## Geometric View of Probability Theory

__Random variable (function)__: given an experiment with sample space $S$, a random variable function is a function from the sample space $S$ to the real numbers $R$. It is common, but not required, to denote random variables by capital letters. 

One way to think about probability is as a new number concept that allows you to tackle problems that have a special kind of uncertainty built into them. Thus, the key idea is that there is some number, say $x$, with a traveling companion, say, $f(x)$, and this companion represents the uncertainties about the value of x as if looking at the number x through a frosted window. The degree of opacity of the window is represented by $f(x)$. If we want to manipulate x, then we have to figure out what to do with f (x). For example if we want y = 2x, then we have to understand how $f(x)$ generates $f(y)$.
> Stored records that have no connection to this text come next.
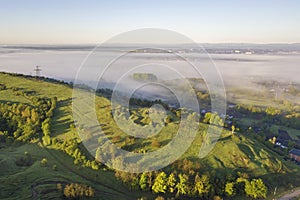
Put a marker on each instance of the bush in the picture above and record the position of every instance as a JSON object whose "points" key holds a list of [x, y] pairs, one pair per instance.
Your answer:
{"points": [[78, 191]]}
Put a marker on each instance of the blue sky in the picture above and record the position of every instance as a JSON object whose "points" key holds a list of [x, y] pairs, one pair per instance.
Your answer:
{"points": [[204, 21]]}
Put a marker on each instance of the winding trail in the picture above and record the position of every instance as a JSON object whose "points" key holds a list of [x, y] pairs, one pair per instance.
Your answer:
{"points": [[290, 195]]}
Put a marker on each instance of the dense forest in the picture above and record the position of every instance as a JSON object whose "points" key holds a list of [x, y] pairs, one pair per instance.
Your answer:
{"points": [[246, 162]]}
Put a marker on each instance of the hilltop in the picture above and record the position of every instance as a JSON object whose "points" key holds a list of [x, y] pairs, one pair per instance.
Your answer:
{"points": [[25, 173]]}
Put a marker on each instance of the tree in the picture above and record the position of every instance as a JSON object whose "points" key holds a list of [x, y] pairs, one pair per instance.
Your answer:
{"points": [[256, 189], [201, 185], [182, 185], [159, 185], [229, 189], [232, 129], [143, 181], [171, 182]]}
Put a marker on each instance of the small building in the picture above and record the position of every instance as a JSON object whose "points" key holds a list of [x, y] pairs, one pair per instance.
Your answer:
{"points": [[295, 154]]}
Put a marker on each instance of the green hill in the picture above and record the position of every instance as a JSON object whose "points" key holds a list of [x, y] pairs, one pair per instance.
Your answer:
{"points": [[24, 175]]}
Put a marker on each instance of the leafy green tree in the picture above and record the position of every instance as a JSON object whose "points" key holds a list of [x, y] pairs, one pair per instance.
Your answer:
{"points": [[229, 189], [171, 182], [201, 185], [256, 189], [182, 186], [160, 185], [143, 181]]}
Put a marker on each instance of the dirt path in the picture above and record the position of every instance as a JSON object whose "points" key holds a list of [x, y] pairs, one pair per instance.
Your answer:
{"points": [[290, 195]]}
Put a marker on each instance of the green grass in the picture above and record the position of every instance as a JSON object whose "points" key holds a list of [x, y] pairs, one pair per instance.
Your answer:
{"points": [[232, 153]]}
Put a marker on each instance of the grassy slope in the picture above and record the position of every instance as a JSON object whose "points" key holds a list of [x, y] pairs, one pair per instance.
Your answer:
{"points": [[231, 152]]}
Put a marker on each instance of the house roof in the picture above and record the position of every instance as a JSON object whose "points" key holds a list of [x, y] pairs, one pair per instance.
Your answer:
{"points": [[295, 152]]}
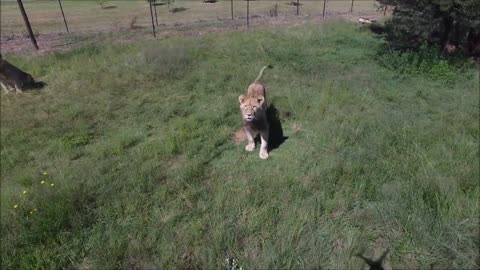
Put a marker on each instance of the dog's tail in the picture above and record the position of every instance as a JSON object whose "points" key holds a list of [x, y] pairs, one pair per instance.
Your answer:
{"points": [[261, 72]]}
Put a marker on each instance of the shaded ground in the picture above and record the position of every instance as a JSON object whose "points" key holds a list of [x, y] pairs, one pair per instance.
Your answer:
{"points": [[61, 41]]}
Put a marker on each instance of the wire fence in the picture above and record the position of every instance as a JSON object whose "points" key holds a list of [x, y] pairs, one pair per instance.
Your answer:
{"points": [[86, 16]]}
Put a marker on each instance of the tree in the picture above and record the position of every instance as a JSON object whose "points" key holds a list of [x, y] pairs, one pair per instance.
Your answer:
{"points": [[450, 25]]}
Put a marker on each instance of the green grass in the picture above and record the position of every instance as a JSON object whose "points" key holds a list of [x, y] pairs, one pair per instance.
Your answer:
{"points": [[45, 16], [137, 142]]}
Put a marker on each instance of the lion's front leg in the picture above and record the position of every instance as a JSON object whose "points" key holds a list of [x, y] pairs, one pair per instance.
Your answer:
{"points": [[251, 142], [264, 145]]}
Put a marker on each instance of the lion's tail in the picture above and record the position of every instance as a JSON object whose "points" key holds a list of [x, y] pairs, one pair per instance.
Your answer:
{"points": [[261, 72]]}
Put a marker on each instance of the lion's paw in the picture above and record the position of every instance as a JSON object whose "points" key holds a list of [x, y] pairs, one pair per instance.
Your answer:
{"points": [[250, 147], [263, 154]]}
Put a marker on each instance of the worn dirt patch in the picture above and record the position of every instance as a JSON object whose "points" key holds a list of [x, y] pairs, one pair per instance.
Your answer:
{"points": [[59, 41]]}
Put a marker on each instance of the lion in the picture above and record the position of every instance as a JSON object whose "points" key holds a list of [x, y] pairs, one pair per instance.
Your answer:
{"points": [[14, 79], [254, 107]]}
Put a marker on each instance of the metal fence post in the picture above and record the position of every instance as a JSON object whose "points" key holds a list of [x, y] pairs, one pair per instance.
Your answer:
{"points": [[151, 15], [248, 13], [27, 24], [63, 15]]}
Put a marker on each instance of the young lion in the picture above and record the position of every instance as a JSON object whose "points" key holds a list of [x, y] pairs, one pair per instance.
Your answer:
{"points": [[13, 79], [254, 107]]}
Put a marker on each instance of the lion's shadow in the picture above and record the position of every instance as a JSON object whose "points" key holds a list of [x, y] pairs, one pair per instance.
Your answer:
{"points": [[275, 137]]}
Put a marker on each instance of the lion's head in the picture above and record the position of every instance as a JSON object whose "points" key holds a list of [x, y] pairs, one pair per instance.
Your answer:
{"points": [[251, 107]]}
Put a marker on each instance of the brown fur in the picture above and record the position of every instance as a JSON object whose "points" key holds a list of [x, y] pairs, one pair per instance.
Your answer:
{"points": [[254, 106]]}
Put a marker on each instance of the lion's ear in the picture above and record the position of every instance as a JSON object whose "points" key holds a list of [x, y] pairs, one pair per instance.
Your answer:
{"points": [[241, 99], [260, 100]]}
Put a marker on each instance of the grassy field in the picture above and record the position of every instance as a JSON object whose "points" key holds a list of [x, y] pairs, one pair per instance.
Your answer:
{"points": [[133, 145], [45, 16]]}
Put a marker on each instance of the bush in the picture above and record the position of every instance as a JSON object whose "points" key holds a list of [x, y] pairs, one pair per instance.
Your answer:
{"points": [[450, 26]]}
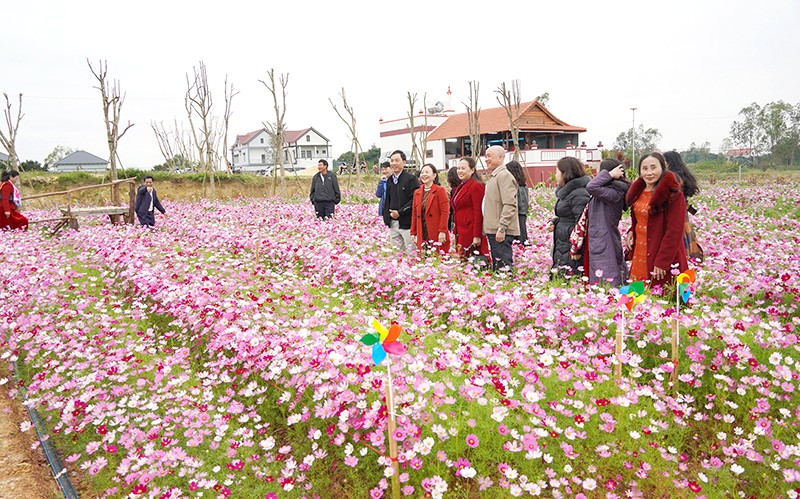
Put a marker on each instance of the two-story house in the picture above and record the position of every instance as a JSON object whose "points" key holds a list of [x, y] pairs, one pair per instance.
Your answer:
{"points": [[301, 149]]}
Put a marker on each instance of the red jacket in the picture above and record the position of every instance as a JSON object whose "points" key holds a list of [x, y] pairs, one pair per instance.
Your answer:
{"points": [[15, 220], [467, 206], [437, 213], [664, 225]]}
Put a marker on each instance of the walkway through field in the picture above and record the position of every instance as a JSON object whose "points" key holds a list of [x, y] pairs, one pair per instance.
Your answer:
{"points": [[23, 471]]}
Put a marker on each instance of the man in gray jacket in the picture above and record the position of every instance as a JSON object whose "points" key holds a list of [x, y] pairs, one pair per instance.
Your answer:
{"points": [[325, 193], [500, 220]]}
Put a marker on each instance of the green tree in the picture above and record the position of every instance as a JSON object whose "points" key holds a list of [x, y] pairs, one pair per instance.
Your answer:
{"points": [[371, 156], [59, 153], [771, 132], [696, 153], [644, 142], [782, 129], [32, 166]]}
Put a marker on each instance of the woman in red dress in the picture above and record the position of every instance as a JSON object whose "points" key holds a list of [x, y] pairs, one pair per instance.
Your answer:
{"points": [[466, 201], [10, 217], [430, 211], [655, 241]]}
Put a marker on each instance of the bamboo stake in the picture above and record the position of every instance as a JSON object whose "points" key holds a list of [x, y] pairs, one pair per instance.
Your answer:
{"points": [[675, 334], [619, 348], [392, 441]]}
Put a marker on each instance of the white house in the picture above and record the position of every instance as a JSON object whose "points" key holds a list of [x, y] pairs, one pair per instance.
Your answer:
{"points": [[302, 149], [81, 161]]}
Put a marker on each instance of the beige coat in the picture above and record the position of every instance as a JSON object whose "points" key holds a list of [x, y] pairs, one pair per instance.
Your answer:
{"points": [[500, 203]]}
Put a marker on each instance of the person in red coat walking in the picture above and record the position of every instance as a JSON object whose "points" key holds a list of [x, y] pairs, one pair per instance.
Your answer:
{"points": [[655, 241], [10, 217], [430, 212], [466, 201]]}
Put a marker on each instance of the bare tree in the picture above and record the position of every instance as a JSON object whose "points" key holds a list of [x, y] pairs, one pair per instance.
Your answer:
{"points": [[416, 155], [230, 93], [112, 109], [473, 119], [355, 144], [419, 139], [199, 105], [510, 100], [277, 131], [175, 145], [8, 140]]}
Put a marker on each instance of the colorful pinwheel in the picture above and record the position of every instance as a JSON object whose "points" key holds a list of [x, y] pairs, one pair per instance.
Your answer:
{"points": [[632, 294], [686, 284], [384, 341]]}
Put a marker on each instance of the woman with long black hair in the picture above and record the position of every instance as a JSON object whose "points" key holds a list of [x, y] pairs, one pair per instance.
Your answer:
{"points": [[676, 165]]}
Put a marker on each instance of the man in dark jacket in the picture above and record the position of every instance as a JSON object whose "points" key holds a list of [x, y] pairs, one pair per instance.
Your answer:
{"points": [[400, 187], [325, 193], [147, 202]]}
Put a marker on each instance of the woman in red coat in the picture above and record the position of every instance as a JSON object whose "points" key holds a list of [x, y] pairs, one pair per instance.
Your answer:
{"points": [[655, 241], [10, 217], [430, 211], [466, 201]]}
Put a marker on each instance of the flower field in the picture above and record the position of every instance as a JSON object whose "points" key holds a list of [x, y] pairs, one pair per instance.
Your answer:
{"points": [[219, 356]]}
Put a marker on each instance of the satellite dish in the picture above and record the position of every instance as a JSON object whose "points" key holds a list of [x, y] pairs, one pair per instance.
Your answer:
{"points": [[437, 108]]}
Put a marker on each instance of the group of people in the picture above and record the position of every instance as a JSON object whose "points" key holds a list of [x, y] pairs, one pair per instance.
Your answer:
{"points": [[11, 218], [11, 200], [484, 220]]}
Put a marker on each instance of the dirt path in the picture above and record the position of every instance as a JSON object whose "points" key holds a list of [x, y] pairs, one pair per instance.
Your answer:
{"points": [[24, 472]]}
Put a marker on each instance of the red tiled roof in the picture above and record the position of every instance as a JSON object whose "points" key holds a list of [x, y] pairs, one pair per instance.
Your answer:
{"points": [[246, 138], [533, 117], [294, 135], [744, 151]]}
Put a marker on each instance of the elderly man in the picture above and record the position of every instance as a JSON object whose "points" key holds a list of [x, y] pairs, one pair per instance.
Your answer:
{"points": [[400, 187], [325, 194], [147, 202], [500, 221]]}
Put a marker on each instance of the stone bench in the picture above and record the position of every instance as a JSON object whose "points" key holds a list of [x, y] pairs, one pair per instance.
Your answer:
{"points": [[114, 213]]}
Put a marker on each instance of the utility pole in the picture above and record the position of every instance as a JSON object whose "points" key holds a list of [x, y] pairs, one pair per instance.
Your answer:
{"points": [[633, 136]]}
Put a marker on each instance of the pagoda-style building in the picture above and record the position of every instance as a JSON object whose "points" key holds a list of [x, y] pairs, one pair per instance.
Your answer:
{"points": [[543, 138], [538, 129]]}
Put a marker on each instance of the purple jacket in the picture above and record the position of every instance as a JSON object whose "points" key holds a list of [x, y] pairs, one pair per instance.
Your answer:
{"points": [[605, 244]]}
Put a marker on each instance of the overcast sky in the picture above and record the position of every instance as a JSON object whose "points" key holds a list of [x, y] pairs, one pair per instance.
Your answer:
{"points": [[688, 66]]}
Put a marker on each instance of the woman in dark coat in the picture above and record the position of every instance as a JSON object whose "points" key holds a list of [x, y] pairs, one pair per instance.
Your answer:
{"points": [[571, 197], [606, 260], [466, 202], [658, 211]]}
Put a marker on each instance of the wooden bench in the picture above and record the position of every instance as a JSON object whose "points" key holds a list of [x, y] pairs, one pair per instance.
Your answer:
{"points": [[115, 213]]}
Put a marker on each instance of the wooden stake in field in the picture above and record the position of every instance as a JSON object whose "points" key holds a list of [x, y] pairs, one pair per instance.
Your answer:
{"points": [[392, 441], [684, 289], [630, 296], [384, 341]]}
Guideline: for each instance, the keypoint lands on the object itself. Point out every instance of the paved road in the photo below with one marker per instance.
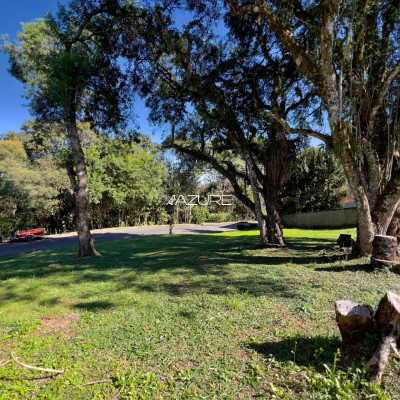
(104, 235)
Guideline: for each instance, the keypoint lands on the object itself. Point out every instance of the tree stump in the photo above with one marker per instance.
(384, 251)
(353, 320)
(387, 323)
(345, 240)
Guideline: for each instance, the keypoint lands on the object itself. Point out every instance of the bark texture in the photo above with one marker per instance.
(353, 320)
(384, 251)
(86, 244)
(387, 323)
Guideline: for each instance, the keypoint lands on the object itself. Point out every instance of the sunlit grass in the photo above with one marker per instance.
(191, 316)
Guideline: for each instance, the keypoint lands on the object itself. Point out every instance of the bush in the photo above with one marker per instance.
(199, 214)
(220, 217)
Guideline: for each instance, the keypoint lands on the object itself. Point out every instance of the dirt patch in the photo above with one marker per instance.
(60, 325)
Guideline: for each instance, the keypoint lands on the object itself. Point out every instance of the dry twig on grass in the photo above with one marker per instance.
(54, 371)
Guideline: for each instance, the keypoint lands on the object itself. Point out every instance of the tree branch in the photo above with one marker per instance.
(300, 131)
(285, 36)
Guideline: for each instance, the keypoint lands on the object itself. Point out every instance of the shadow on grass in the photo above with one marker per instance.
(358, 266)
(309, 352)
(94, 305)
(201, 263)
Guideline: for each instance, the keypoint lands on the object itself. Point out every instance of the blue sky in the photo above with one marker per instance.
(12, 112)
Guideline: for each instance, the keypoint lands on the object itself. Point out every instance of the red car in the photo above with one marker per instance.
(30, 234)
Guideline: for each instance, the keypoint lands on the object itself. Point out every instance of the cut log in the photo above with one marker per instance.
(345, 240)
(387, 323)
(384, 251)
(353, 320)
(388, 312)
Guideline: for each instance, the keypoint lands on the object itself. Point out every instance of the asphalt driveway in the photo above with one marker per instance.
(105, 235)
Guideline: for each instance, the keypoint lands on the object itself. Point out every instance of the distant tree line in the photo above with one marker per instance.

Let us consider the following piecewise funtion:

$f(x) = \begin{cases}
1 & 0 < x \leq 1 \\
2 & 1 < x \leq 2 \\
0 & \ \text{otherwise} \end{cases}$


To compute the integral, we do:
$$\int_0^2 f d \mu = 1 \mu (\{(0, 1]\}) + 2 \mu (\{(1, 2]\})$$

By introducing the $\mu$ function as a way of measuring the intervals above, we have introduced another degree of freedom in our integration. 

Unfortunately, the term random variable is not very descriptive. A better term is __measurable function__. The measurable function maps a set into a number on the real line. For example, $\{1\} \to  1$ is one such function.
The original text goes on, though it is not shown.